Why RL for Large Language Models Keeps Crashing — and the 7 Engineering Tweaks That Finally Made a 30B MoE Stable After 300k GPU Hours
“
What makes policy-gradient RL for LLMs explode, and how do we stop it?
Token-level objectives are only a first-order approximation of the true sequence reward. When the training-inference gap or policy staleness grows, the approximation breaks. Importance sampling, clipping and Routing Replay keep the two gaps small and training stable.
0. One-glance cheat-sheet
1. Why is the “real” sequence-level objective so hard to optimise?
Core question: If we want to maximise the expected reward of full responses, why not plug the sequence probability into REINFORCE and be done?
Short answer: The sequence likelihood ratio π_θ(y|x)/μ_old(y|x) has gigantic range and variance; gradient noise becomes unusable.

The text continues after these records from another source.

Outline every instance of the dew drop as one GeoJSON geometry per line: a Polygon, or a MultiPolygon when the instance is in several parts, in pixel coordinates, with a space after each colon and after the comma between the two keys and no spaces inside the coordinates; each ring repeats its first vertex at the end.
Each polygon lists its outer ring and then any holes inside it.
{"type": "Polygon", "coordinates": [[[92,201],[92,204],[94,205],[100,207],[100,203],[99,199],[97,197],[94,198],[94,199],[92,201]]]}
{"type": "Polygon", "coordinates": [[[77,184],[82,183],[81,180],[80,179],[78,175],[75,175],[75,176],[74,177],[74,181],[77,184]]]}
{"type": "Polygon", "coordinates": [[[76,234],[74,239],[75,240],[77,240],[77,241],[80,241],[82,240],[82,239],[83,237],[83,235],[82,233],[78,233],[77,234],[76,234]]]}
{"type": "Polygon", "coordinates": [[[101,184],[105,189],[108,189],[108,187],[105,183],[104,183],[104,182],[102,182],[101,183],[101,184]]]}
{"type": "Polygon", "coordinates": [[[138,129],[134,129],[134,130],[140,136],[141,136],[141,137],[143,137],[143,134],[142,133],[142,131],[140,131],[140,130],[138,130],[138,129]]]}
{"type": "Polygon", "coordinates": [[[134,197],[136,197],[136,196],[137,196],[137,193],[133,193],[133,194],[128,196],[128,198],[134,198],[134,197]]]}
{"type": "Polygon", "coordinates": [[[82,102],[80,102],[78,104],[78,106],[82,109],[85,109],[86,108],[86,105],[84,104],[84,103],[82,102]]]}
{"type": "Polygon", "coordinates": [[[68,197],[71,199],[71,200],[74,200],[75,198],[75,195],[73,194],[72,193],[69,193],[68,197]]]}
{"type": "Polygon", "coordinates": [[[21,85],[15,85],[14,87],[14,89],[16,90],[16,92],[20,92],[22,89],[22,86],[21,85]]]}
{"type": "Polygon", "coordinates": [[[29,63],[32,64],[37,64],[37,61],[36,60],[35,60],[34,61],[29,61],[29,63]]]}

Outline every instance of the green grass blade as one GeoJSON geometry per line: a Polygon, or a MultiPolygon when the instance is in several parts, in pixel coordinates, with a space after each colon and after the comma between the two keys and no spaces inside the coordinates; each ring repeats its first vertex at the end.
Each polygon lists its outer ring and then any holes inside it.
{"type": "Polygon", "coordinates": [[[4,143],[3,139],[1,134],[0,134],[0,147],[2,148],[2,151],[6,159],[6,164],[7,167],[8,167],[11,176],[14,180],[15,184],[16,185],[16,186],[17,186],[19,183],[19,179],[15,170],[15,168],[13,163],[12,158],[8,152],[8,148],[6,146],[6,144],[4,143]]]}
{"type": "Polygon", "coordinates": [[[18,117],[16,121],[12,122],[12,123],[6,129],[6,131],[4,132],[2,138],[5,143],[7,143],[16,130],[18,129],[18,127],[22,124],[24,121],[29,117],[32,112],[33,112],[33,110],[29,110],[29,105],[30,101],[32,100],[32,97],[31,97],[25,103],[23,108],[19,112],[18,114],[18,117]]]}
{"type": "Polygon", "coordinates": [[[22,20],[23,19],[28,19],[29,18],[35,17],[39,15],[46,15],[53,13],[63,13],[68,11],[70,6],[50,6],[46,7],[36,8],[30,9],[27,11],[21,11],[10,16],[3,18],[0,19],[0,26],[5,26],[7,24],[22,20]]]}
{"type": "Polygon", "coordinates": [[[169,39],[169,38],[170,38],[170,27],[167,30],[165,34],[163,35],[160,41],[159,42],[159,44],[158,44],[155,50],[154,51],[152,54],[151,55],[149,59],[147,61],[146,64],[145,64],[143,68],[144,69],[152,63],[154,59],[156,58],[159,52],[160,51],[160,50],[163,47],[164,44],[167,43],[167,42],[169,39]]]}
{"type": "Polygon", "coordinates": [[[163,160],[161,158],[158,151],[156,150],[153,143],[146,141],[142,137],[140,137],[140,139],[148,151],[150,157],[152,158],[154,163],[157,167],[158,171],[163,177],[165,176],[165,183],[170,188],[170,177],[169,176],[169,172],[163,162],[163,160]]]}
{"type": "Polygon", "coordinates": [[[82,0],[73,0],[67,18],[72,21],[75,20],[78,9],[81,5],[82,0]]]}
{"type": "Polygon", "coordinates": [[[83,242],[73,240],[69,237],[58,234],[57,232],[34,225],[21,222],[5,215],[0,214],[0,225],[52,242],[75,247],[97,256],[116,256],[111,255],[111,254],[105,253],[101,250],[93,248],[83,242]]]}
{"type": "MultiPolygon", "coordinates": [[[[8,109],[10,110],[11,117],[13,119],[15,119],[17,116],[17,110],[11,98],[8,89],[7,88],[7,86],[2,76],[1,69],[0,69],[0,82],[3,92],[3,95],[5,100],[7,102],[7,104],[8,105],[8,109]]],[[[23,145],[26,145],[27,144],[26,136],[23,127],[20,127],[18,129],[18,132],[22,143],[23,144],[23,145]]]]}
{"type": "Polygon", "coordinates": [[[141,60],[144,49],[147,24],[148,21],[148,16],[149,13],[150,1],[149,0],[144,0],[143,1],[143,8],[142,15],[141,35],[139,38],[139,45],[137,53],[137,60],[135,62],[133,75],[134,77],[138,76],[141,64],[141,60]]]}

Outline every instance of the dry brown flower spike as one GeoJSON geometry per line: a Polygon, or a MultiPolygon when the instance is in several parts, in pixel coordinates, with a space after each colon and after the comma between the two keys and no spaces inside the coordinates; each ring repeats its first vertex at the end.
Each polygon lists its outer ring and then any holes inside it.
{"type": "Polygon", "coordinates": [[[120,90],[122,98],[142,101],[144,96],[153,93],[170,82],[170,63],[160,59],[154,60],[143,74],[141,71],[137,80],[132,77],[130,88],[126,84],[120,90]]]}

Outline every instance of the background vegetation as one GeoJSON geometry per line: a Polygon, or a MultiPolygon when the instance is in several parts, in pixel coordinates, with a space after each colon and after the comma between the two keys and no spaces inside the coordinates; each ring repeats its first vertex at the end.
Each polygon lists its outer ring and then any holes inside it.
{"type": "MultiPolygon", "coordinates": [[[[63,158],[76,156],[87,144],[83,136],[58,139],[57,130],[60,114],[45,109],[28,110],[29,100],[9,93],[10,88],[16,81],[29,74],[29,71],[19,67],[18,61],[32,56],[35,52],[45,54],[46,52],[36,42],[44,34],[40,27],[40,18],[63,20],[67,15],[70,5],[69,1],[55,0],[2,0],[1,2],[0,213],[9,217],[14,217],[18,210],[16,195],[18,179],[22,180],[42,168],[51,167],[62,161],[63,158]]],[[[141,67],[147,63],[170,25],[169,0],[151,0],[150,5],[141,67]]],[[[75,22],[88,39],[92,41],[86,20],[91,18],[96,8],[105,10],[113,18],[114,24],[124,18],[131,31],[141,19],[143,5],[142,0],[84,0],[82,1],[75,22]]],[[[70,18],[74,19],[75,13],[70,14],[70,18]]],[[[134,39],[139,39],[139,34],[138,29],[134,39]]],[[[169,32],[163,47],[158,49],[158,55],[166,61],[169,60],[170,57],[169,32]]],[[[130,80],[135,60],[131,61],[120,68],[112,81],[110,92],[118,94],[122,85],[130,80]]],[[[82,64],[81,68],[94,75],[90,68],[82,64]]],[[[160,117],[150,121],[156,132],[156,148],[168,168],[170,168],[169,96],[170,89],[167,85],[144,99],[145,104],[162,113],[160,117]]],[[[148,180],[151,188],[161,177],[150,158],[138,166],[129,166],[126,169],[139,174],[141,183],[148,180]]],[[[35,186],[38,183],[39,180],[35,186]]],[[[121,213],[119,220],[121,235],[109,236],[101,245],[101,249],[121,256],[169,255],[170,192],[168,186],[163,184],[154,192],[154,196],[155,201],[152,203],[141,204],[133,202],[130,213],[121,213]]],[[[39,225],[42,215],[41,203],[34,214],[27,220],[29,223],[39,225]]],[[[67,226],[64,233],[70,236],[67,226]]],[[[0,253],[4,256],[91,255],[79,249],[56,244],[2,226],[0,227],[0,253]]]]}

The paper shows that even with 1024-sample baselines, the gradient estimator’s SNR stays <1 after a few hundred steps. In practice the training curve instantly wiggles or collapses unless you add corrective terms.
“
Author reflection: I once thought “just increase batch size” would drown the variance. We burned 10k A100 hours before admitting defeat — variance scales with the square of the range, not batch size.
2. Token-level surrogate — a first-order approximation that sometimes works
Core question: How can a sum over token logits approximate the whole-sequence ratio?
Short answer: Taylor-expand the product of token ratios; drop second-order terms and you get Σ_t δ_t. This is valid only if every δ_t (the per-token logit drift) is tiny.
The paper derives:
π_θ(y|x)/μ_old(y|x) ≈ 1 + Σ_t [π_θ(y_t|…)/μ_old(y_t|…) – 1]
so the gradient of the sequence objective collapses to the gradient of the token objective when θ≈θ_old and training logits ≈ inference logits.
Two gaps can still blow this up:
-
training-inference discrepancy — different kernels, numerical precision, MoE routing tables -
policy staleness — the rollout policy is older than the policy you are updating
Keep both gaps small and the surrogate stays unbiased; let either grow and the noise floor rises exponentially.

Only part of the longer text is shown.